ハンガリー国立大学、チェコ国立大学の医学部英語プログラムは、ハンガリー人、チェコ人以外の海外からの留学生向けのプログラムです。そのため、自分とは異なる、しかも多彩なバックグランドを持つ同年代の若者と机を並べて学ぶことになり、異なる文化への理解の方法など、視野を広げることができます。
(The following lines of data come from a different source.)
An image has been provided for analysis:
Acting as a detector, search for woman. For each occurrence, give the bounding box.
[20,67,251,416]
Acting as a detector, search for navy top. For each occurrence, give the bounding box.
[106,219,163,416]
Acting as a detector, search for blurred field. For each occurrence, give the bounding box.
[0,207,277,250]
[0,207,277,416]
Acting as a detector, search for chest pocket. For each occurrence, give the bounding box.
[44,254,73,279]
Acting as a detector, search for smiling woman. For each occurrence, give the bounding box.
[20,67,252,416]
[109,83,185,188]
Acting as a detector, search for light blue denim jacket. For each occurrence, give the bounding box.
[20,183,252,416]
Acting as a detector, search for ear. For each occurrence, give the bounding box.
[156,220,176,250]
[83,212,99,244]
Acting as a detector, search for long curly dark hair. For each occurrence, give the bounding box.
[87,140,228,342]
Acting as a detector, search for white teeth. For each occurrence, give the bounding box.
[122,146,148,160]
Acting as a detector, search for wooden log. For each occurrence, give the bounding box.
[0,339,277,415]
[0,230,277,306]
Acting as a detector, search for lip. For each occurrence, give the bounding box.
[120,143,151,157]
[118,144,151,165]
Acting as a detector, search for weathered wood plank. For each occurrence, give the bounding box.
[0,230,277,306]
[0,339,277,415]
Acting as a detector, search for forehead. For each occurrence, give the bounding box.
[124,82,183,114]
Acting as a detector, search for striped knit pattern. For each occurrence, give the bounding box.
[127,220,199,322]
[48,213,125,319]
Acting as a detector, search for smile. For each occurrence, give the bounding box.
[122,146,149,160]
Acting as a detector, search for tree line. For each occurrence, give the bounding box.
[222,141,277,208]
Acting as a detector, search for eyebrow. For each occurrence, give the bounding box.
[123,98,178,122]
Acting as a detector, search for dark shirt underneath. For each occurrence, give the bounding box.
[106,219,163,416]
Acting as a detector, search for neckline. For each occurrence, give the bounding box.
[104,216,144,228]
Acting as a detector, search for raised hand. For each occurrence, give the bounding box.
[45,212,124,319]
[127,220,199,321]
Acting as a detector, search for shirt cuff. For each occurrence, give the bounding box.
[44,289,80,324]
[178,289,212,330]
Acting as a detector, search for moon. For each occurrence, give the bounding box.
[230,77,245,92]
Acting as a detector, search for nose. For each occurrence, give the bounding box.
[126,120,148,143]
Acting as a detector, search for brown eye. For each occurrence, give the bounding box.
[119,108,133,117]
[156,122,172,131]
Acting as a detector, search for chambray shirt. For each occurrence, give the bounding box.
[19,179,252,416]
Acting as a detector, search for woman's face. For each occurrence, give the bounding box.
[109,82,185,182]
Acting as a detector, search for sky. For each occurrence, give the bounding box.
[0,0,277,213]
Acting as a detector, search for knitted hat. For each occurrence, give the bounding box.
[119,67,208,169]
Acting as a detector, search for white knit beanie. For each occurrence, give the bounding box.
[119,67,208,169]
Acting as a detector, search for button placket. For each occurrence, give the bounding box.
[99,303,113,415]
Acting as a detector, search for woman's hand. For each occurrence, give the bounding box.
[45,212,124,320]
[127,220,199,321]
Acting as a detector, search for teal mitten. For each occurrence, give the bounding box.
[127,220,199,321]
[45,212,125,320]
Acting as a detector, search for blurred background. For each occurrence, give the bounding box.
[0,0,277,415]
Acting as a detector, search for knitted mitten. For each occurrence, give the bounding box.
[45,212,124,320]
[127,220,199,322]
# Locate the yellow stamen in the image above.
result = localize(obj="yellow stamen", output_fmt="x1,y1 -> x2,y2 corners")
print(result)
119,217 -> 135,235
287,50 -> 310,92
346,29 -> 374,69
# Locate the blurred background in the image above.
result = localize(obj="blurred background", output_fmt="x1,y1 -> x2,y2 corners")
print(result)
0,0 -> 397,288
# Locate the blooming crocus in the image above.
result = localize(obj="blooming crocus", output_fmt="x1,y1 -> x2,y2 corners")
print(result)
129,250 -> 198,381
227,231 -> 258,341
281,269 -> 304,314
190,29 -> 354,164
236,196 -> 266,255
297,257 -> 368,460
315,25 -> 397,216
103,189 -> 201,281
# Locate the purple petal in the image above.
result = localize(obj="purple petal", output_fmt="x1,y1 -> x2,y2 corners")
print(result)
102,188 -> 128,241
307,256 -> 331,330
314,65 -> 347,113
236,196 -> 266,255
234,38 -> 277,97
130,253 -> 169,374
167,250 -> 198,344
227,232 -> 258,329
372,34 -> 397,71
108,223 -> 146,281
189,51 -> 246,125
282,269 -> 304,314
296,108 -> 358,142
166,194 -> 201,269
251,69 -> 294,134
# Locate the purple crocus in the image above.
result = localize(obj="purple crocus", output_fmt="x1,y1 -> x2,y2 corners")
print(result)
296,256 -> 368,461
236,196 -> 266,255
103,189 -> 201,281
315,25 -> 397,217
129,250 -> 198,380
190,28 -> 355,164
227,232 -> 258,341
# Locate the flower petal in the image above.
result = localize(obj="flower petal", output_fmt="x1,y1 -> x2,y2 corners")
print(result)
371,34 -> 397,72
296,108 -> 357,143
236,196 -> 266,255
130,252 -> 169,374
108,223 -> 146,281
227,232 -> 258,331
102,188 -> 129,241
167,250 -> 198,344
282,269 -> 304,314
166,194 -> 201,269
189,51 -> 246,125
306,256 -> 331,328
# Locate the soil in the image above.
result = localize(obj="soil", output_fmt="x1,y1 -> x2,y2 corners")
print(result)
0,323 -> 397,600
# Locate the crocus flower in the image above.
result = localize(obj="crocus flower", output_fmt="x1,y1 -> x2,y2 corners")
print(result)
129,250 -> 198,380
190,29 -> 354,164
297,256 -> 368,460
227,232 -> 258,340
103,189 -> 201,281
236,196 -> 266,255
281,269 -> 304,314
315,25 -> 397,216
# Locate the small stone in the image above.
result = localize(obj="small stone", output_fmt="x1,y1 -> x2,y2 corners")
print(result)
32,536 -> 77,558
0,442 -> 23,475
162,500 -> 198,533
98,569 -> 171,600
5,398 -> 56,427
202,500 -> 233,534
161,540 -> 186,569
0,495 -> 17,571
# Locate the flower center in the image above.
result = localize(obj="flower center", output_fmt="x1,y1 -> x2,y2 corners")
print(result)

また、日本からもハンガリー医科大学事務局からハンガリー国立大学(センメルワイス大学、デブレツェン大学、ペーチ大学、セゲド大学)へ約300名、チェコ医科大学事務局からチェコ国立マサリク大学へ約40名が留学しているなど、日本人も多く留学しています。

日本の医学部と海外大学医学部の比較

  海外大学医学部 日本の医学部
難易度 偏差値55以上
英語:高校卒業程度
偏差値65以上
学費 ハンガリー国立大学:250~300万円 /年
(生活費を含む)
チェコ国立マサリク大学:約200万円 / 年
(生活費を含む)
私立大学医学部:1850~4550万円
(学費のみ)
国公立大学医学部:約55万円 / 年
(学費のみ)
語学 英語、ハンガリー語またはチェコ語 日本語
資格 EUの医師免許
日本の医師国家試験受験資格
日本の医師国家試験受験資格
その他 多くの国から留学してきた学生と交流し、視野を広げることができる。 日本語での教育であり、スムーズに教育を受けることができる。